I came out with this solution which uses uint64_t to copy each iteration eight bytes. If so, my questions would be:

  1. Is there a better solution than mine - and if so please explain why it is better?
  2. Does it matter on which OS we are running the program (Windows Vs. Linux) and / or platform?

My solution (On Windows):

#include <stdio.h>
#include <stdlib.h>
#include <stdint.h>
#include <string.h>
#include <conio.h>

void strCpy(void **dst, void *src);

int main()
{
    char *newLocation = NULL;

    strCpy((void **)&newLocation, "stringToBeCopied");
    printf("after my strcpy dst has the string: %s \n", newLocation);
    free(newLocation);
    getch();
    return 0;
}

void strCpy(void** dst, void* src)
{
    // Allocating memory for the dst string
    uint64_t i, length = strlen((char *)src), *locDst =
        (uint64_t *) malloc(length + 1), *locSrc = (uint64_t *) src;
    *dst = locDst;

    // Copy 8 Bytes each iteration
    for (i = 0; i < length / 8; *locDst++ = *locSrc++, ++i);

    // In case the length of the string is not alligned to 8 Bytes - copy the remainder
    // (last iteration)
    char *char_dst = (char *)locDst, *char_src = (char *)locSrc;

    for (; *char_src != '\0'; *char_dst++ = *char_src++);

    // NULL terminator
    *char_dst = '\0';
}

Solution

  • Vectorization is indeed the key. A better solution along the same thought would be using SSE/AVX for an even more efficient copy. This of course makes the program platform specific as you need to detect the max vectorization supported.

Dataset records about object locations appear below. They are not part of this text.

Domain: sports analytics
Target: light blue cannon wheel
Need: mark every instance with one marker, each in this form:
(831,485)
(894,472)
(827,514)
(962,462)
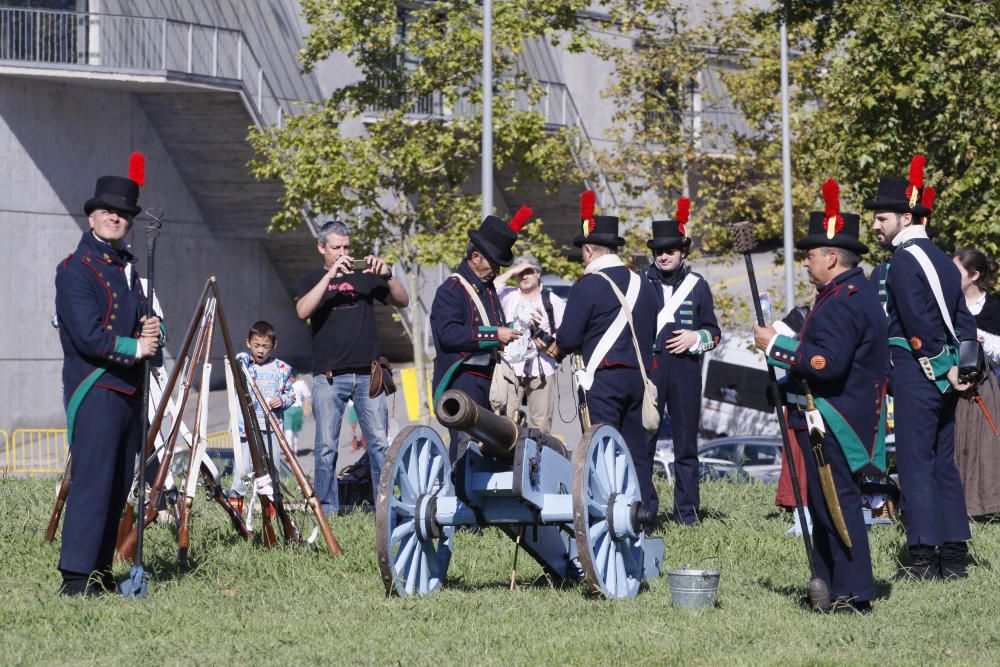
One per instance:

    Several issues you should also address:

    1. alignment of src/dst - if the chunk you copy (in your case above - a 64bit one) exceeds a cache line, then the HW would most likely incur an overhead in doing the copy due to cache line split. The overhead would probably become bigger in longer vectors (and is also more frequent there). You could therefore add a few initial checks to address this problem by copying a head in smaller chunks like you handle the tail.

    2. Can the src/dst regions collide? if so you need to provide a definition for correct functional behavior (it becomes less trivial in case of copying in chunks).

    3. Note the difference between strcpy and memcpy (see also here). This makes the vectorization much less trivial, so you need to define the requirement here. Currently your function might differ from what is expected in a classic strcpy, as you don't check for null bytes within each chunk. Not sure if that's an issue for you.

    4. Code size limitation is not very performance friendly (well, except when your bottleneck is instruction-cache capacity or branch predictability, but that's pretty advanced). The 7-statements limitation might mean you're overthinking this :)